This document assumes that you know what a nonogram is and how to solve them.
The following terms are used throughout the document and source code:
- Cell: A cell on the nonogram grid.
- Box: A filled cell.
- Space: An space "X" cell.
- Chain: A chain of boxes defined by one of the numbers outside the grid.
- Range: Refers to the range of positions a chain could have.
The approach this algorithm takes is to narrow down the location of each chain. Then spaces and boxes are filled in and the process is repeated until the nonogram is solved.
To narrow down the location three techniques are used. These have to be applied in order! We will only take a look at how to find the start of the range.

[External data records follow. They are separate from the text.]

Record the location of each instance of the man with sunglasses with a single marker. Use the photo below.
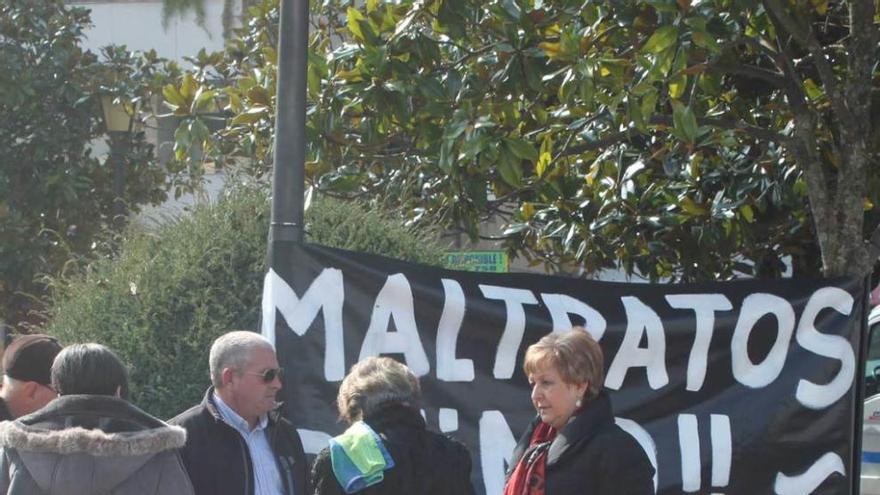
(238, 443)
(27, 362)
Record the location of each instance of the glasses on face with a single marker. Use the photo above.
(269, 375)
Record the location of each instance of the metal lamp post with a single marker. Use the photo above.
(119, 124)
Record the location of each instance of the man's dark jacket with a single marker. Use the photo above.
(592, 455)
(5, 415)
(425, 463)
(217, 457)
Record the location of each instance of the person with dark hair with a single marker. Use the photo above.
(239, 443)
(90, 440)
(574, 445)
(26, 365)
(387, 449)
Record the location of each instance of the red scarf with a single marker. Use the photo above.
(529, 475)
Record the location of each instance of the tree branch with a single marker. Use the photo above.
(804, 36)
(774, 79)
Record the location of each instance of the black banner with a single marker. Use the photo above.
(739, 387)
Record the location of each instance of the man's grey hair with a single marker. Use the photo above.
(373, 384)
(233, 350)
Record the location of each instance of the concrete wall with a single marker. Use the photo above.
(138, 25)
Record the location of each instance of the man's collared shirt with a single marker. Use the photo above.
(267, 479)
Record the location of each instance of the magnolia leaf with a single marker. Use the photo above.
(354, 26)
(522, 149)
(663, 38)
(543, 162)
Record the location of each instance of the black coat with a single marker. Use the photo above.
(217, 458)
(592, 456)
(425, 463)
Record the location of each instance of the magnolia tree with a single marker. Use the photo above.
(678, 139)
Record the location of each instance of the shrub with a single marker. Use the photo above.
(174, 288)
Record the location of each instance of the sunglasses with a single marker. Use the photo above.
(270, 374)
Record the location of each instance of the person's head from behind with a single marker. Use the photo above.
(373, 384)
(565, 371)
(245, 373)
(89, 369)
(27, 362)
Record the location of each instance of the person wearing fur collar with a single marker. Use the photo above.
(90, 440)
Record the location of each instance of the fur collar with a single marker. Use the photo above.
(15, 435)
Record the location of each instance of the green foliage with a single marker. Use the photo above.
(687, 140)
(174, 289)
(56, 197)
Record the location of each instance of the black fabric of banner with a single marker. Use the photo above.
(791, 421)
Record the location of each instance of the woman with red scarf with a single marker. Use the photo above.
(574, 447)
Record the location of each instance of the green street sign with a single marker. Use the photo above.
(478, 261)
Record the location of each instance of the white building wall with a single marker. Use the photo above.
(138, 26)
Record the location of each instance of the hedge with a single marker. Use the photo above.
(172, 289)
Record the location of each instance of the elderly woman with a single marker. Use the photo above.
(574, 446)
(387, 449)
(90, 440)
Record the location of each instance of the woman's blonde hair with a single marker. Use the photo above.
(374, 382)
(574, 354)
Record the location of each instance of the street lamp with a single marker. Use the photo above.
(119, 124)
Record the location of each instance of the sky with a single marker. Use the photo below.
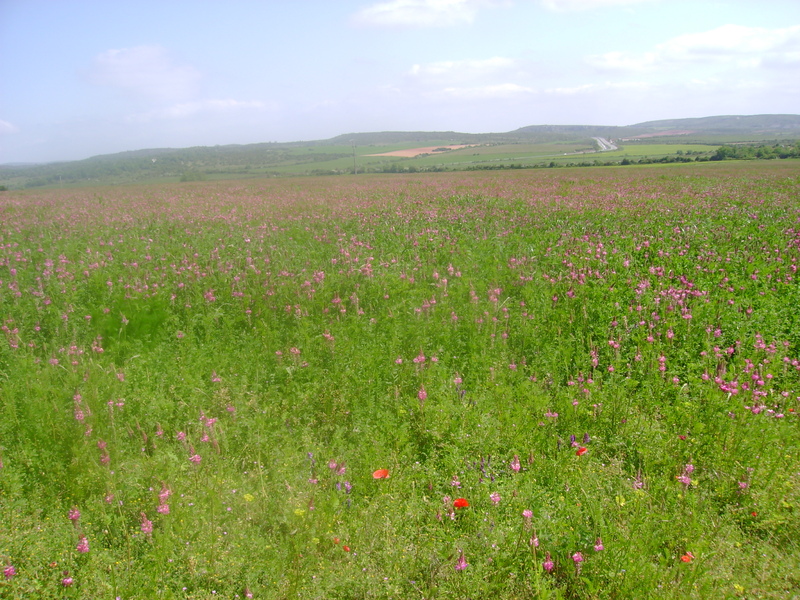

Finding the end is the same process just in the opposite direction.
If there are boxes on the right that cannot be covered by the chain on the right, then they must belong to this chain. In the example below, we can set the start of the range of the first chain to the indicated area.
How to implement:
- Take the start of the chain of the right (if there is any).
- Iterate backward.
- Stop at the first box with the same color.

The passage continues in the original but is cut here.